There are many reasons why Socrates’ story demands to be told. It is, at its most basic, an electric courtroom drama. The men of Athens vote to exterminate Socrates. They think he is a threat. He thinks he can save the soul of the city. Is this mob-rule, a political conspiracy, or the perfect example of the rule of the majority? Is Socrates’ story a tragedy or a useful staging post in the development of civilisation? Who is in the right? The story of Socrates also incarnates the tension between the freedom of the individual and the regulation of the community. His refusal to compromise ends in his death. It is for this reason that he is hailed as humanity’s first-recorded ideological martyr.

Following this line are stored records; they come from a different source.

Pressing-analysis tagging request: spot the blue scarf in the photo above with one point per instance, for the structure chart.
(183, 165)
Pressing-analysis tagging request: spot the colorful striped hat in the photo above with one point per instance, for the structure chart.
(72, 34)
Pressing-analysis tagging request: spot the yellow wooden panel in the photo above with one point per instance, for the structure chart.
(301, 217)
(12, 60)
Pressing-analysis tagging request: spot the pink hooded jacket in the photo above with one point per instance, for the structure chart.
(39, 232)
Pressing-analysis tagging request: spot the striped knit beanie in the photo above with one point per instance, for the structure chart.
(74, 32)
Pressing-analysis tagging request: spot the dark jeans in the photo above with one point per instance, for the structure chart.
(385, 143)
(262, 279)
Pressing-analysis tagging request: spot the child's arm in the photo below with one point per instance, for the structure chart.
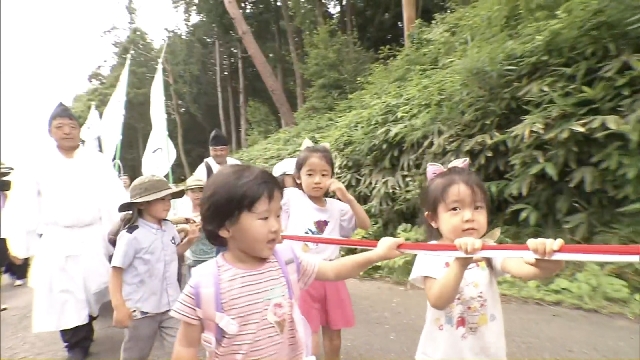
(123, 256)
(533, 269)
(192, 235)
(187, 343)
(442, 292)
(362, 219)
(351, 266)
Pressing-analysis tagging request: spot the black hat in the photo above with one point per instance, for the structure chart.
(217, 138)
(62, 111)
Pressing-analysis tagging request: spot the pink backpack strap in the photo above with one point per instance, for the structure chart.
(290, 265)
(208, 302)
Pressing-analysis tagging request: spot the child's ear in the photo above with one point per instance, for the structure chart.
(431, 219)
(225, 232)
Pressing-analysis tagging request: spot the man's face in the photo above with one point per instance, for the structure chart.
(66, 133)
(219, 154)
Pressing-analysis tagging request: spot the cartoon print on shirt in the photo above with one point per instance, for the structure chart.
(469, 309)
(319, 226)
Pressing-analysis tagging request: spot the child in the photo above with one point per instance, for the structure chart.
(144, 268)
(251, 311)
(325, 305)
(284, 171)
(201, 251)
(464, 316)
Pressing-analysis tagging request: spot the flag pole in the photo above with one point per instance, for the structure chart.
(164, 48)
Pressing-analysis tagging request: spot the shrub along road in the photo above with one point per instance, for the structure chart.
(389, 319)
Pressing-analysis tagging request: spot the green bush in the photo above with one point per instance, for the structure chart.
(542, 96)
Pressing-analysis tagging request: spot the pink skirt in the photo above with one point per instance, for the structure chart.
(327, 304)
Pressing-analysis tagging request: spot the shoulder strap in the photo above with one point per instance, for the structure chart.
(208, 168)
(208, 301)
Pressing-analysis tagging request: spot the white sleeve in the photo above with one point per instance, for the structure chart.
(428, 266)
(21, 215)
(201, 171)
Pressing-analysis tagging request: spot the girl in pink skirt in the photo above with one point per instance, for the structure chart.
(306, 211)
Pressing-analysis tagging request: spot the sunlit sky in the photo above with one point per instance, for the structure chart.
(48, 50)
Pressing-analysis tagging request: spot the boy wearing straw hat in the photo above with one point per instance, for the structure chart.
(144, 268)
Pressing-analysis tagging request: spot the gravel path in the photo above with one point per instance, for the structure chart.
(389, 321)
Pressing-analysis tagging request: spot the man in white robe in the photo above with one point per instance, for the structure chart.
(69, 196)
(219, 156)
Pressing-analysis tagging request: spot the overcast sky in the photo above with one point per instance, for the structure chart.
(49, 47)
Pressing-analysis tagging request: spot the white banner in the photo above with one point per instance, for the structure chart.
(113, 115)
(160, 153)
(90, 131)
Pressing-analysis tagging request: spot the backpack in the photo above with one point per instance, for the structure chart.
(215, 322)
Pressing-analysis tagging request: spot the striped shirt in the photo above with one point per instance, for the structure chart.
(246, 296)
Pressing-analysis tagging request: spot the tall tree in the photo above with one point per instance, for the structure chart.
(297, 68)
(260, 62)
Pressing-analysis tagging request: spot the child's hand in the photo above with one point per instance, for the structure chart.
(469, 246)
(337, 188)
(122, 317)
(545, 248)
(388, 248)
(193, 231)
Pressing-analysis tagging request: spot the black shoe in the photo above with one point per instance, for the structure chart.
(77, 354)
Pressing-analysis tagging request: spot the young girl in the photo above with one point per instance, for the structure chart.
(284, 170)
(326, 305)
(144, 268)
(464, 316)
(242, 304)
(201, 251)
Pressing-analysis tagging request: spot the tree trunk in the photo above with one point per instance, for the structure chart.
(409, 10)
(270, 81)
(320, 9)
(244, 124)
(278, 54)
(176, 114)
(223, 126)
(348, 18)
(233, 129)
(294, 54)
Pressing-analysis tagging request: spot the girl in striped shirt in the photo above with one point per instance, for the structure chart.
(241, 209)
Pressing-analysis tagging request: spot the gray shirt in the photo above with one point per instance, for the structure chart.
(147, 254)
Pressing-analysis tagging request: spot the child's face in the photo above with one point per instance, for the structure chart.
(315, 176)
(289, 181)
(463, 213)
(195, 195)
(256, 232)
(156, 210)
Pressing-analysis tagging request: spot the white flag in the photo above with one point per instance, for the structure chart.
(113, 115)
(159, 153)
(90, 131)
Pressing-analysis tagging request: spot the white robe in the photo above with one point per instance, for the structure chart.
(72, 203)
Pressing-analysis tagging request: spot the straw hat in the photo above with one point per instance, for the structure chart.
(148, 188)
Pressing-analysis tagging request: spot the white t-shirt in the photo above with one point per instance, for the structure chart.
(300, 216)
(201, 170)
(472, 327)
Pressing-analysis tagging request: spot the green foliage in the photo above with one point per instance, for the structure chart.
(334, 66)
(542, 96)
(262, 122)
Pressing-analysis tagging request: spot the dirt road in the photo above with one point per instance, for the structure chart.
(389, 321)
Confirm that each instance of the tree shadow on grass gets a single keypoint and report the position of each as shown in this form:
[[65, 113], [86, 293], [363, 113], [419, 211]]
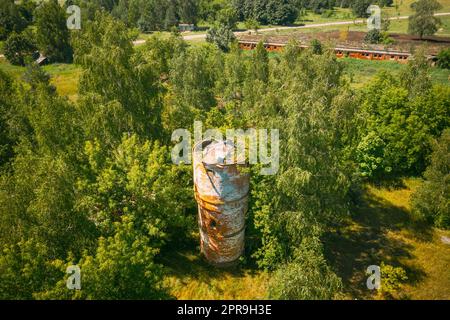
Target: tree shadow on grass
[[187, 261], [364, 240]]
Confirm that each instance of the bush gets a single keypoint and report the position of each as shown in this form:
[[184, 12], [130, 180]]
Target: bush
[[444, 59], [432, 200], [316, 46], [392, 279], [221, 35], [373, 36], [19, 48]]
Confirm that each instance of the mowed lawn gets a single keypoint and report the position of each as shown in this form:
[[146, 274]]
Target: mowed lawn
[[383, 230]]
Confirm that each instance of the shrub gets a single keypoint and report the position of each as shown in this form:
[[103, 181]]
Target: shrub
[[432, 200], [373, 36], [392, 279], [19, 48], [444, 59]]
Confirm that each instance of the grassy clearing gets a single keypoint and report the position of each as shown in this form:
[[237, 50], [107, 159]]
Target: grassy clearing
[[63, 76], [362, 71], [344, 14], [383, 230]]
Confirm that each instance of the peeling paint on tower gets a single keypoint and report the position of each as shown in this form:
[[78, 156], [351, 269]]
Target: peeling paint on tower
[[221, 191]]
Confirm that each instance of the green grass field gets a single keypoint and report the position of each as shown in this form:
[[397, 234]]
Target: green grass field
[[63, 76], [362, 71]]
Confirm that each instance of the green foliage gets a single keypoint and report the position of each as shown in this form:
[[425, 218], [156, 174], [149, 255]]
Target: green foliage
[[402, 118], [307, 278], [135, 180], [373, 36], [52, 34], [19, 49], [13, 18], [221, 35], [423, 22], [316, 46], [122, 267], [432, 201], [392, 279], [278, 12], [444, 59], [116, 75], [359, 7]]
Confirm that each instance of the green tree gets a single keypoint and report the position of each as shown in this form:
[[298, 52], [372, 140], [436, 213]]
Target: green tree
[[12, 18], [221, 35], [432, 201], [52, 35], [310, 192], [104, 47], [122, 267], [444, 59], [423, 22]]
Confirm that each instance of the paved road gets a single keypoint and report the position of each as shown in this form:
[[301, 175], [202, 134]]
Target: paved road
[[316, 25]]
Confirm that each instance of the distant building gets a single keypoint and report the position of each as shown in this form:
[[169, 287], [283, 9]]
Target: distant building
[[186, 27]]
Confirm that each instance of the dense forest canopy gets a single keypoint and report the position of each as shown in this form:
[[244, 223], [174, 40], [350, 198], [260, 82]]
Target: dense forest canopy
[[91, 182]]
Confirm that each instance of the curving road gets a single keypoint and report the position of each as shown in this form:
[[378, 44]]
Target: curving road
[[317, 25]]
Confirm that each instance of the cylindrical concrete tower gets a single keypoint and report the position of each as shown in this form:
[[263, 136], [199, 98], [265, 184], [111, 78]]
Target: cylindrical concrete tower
[[221, 191]]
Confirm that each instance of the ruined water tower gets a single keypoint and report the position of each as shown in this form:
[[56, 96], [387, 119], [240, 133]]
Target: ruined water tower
[[221, 191]]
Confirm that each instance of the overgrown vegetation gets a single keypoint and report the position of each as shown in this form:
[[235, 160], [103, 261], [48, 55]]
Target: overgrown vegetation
[[90, 182]]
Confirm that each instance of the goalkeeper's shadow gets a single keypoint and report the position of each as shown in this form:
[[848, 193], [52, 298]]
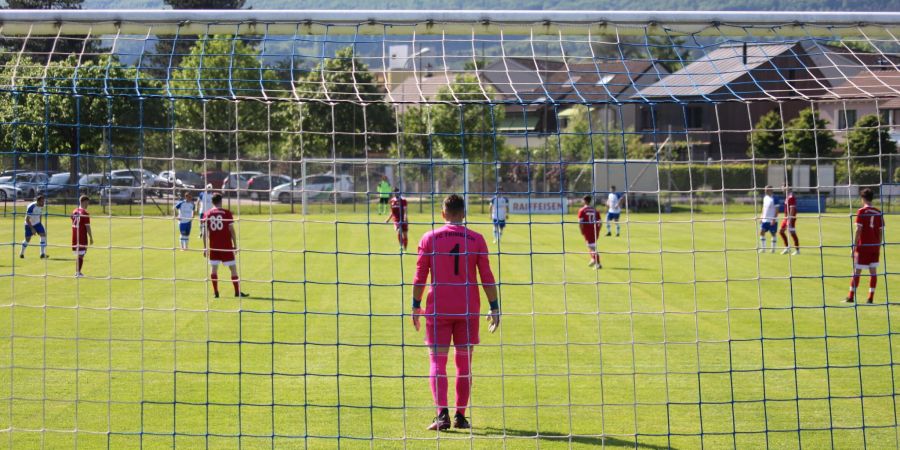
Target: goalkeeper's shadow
[[606, 441]]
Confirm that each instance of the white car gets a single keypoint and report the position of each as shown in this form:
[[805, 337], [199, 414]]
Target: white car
[[122, 190], [238, 181], [24, 185], [318, 187], [8, 192]]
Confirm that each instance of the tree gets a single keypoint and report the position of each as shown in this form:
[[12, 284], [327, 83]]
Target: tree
[[211, 112], [869, 138], [807, 136], [344, 113], [414, 139], [79, 108], [767, 137], [463, 124]]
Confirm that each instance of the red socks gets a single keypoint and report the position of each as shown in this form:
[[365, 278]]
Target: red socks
[[215, 281], [463, 379], [438, 380]]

Socrates’ life was spent in search of treasure, of an intimate understanding of humanity. And the combusting energy of that search drove him around the city of Athens. This book pursues the path he burned. His quest was to identify what place ‘the good’ might have in human society. We might not find that ultimate prize; Socrates himself was never sure that he had done so, and the only thing he seems to have been certain of was the futility of trying to find ‘real’ scientific explanations for everything in life. He thought it fruitless to stare at the skies and travel to the ends of the earth in order to catalogue the world, without learning to love it. Yet by inhabiting the Athens that raised him, we might just get a glimpse of the treasure-seeker: hot and cross sometimes, bad-tempered, self-absorbed, brilliant, dangerous, droll. Socrates never lost sight of his own temporality. The day he is condemned to death he declares: ‘I am, as Homer puts it, “not born of an oak or a rock”, but of human parents.’ And so this books aims, physically, to inhabit Socrates’ Athens – not just as recorded and as promoted, but as lived and experienced.

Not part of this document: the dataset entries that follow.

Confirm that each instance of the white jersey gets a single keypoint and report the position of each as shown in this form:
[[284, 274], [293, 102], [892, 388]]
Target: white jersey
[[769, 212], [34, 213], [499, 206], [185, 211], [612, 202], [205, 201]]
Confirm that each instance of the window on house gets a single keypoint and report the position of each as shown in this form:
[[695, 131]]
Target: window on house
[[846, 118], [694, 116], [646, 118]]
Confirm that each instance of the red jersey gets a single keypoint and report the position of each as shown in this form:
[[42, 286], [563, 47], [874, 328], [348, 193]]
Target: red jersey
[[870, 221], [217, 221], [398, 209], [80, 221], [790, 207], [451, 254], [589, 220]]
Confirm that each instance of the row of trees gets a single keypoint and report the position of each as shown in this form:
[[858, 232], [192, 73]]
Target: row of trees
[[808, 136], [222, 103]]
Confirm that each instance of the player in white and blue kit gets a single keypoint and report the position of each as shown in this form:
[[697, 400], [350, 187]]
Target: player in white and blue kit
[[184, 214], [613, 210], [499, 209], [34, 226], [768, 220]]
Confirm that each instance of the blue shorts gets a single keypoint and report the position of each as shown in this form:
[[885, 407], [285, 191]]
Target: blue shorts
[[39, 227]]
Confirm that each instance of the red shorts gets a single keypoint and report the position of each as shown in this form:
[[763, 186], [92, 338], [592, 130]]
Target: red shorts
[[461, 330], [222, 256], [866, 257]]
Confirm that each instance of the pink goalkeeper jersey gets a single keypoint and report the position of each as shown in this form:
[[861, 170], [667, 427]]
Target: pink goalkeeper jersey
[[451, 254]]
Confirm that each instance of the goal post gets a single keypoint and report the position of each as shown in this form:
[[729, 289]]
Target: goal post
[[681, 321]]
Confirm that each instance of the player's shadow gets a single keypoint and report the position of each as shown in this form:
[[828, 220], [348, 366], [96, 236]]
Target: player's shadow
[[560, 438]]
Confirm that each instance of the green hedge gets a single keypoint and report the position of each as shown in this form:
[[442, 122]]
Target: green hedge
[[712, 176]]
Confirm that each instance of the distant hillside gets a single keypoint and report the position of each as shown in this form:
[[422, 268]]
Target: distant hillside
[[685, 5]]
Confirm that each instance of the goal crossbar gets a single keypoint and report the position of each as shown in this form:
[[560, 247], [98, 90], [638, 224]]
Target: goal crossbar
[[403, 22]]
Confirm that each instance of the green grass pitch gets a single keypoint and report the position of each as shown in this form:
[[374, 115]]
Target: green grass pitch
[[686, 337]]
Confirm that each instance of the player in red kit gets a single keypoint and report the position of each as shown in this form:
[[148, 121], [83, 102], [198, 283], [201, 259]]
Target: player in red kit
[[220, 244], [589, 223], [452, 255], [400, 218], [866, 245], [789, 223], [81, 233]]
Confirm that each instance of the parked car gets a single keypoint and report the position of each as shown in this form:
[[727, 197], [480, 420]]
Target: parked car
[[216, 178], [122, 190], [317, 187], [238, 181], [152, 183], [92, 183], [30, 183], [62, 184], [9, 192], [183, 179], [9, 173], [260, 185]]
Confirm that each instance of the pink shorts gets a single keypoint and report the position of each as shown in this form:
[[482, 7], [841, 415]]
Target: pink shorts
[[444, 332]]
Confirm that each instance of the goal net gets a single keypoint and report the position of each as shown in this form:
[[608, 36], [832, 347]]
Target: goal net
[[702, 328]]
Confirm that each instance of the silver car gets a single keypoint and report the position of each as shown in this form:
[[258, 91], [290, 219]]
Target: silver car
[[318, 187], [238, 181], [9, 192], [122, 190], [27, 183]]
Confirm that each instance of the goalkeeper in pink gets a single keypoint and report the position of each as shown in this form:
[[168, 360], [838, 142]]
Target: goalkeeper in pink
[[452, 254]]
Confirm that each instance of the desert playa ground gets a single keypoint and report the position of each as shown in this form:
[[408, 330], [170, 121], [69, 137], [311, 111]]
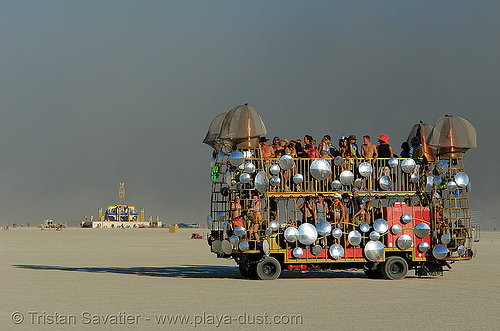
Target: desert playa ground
[[143, 278]]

The city of Athens is Socrates. Nothing means more to Socrates than Athens, and, more importantly, than the Athenians within it. He tells one of his colleagues, Phaedrus, that his home, his world, is the city – a city full of people. For Socrates, people are his magnetic North: he loved them. Xenophon reports that his conversations ‘were always about human concerns. He dealt with questions such as how people please and displease the gods, what is the essence/purpose of beauty and ugliness, justice and injustice, prudence and moderation, courage and cowardice.’
All his philosophy is drawn to understanding the being of men and women around him. This understanding, this consciousness of one’s own consciousness, is what Socrates calls the psyche – the life-breath or soul. And it is in the city of Athens, between the years 469 and 399 bc, that Socrates’ soul flits.
My ambition is very simple: to re-enter the streets of Athens in real time. Not to revisit a Golden Age city, but to look at a real city-state that was forging a great political experiment and riveting a culture; a city that suffered war and plague as well as enjoying great triumphs. To inhabit a place that is at once absolutely recognisable and utterly strange. To breathe the air Socrates breathed. To meet democrats who pre-date democracy and philosophers who operate before the science of philosophy is born. This history is pathos. Socrates’ life and trial and death by hemlock are stories that Athens did not want fully told, but which we need to hear.